I did pretty well at work today. No throwing up. I had plenty to do, so I stayed busy and tried not to think about it. No one mentioned Clay Aiken's interview to me today. I wonder if Mr. X figured that I put two and two together, given how many times a day I need to look at his calendar. Once Clay Aiken actually entered the building, I did get really nervous, like anxiety attack nervous. I have an eye tick that only shows up under extreme stress, so it showed up this afternoon, which was really cool. Everyone likes a girl with an eye tick. I really hope that this is over soon.
In other news, Vaclav Havel (former president of the Czech Republic, Cold War Activist, playwright, humanitarian, all around good person, and someone that was always on my list of people I wanted to have over to my house for dinner) died on Sunday. If you remember learning about Charter 77, the Prague Spring in 1968, or the Velvet Revolution, this is the man who was their architect. I've read several obituaries today and was going to link to one, but I can't pick. Just Google him and you'll find lots to read, including his early plays. The House at Checkpoint Charlie in Berlin, which is now a museum of both the Berlin Wall and social activism throughout the world, has the typewriter that he used to write many of his early plays and also Charter 77--you can actually sit down at type something with it.* When I lived in Berlin I wrote lots of people letters on his typewriter. (I was kind of a hog in the museum.) When I was visiting Prague it was Wenceslas Day**, so I got to see him (from very, very far away) giving a public address. I didn't understand a word of it, but it was like seeing a rock star to me.
While I was Googling him, I found that he wrote a lot about hope. I guess looking back at his life, he had to hope for something better, and then once he succeeded he got to witness all that hope having come to fruition. I like to think that we would have been friends, if we had ever met. I don't usually get sad when people I don't know die, but I feel like his passing should be mourned. The world lost a great citizen.
So, to end today, I am going to try and relax enough so my face stops ticking, and think about hope...

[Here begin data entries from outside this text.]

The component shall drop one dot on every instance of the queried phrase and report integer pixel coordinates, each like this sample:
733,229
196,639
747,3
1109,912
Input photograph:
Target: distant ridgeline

"Hope is a state of mind, not of the world. Either we have hope or we don't; it is a dimension of the soul, and it's not essentially dependent on some particular observation of the world or estimate of the situation. Hope is not prognostication. It is an orientation of the spirit, and orientation of the heart; it transcends the world that is immediately experienced, and is anchored somewhere beyond its horizons ...Hope, in this deep and powerful sense, is not the same as joy that things are going well, or willingness to invest in enterprises that are obviously heading for success, but rather an ability to work for something because it is good, not just because it stands a chance to succeed. The more propitious the situation in which we demonstrate hope, the deeper the hope is. Hope is definitely not the same thing as optimism. It is not the conviction that something will turn out well, but the certainty that something makes sense, regardless of how it turns out."
-Vaclav Havel
1936-2011
1936-2011
*Because people in Europe have respect for stuff and don't trash it. If you go to Anne Frank's house in Amsterdam you can also sit down in her chair at her desk and look out the window. There's no plexiglass or velvet ropes.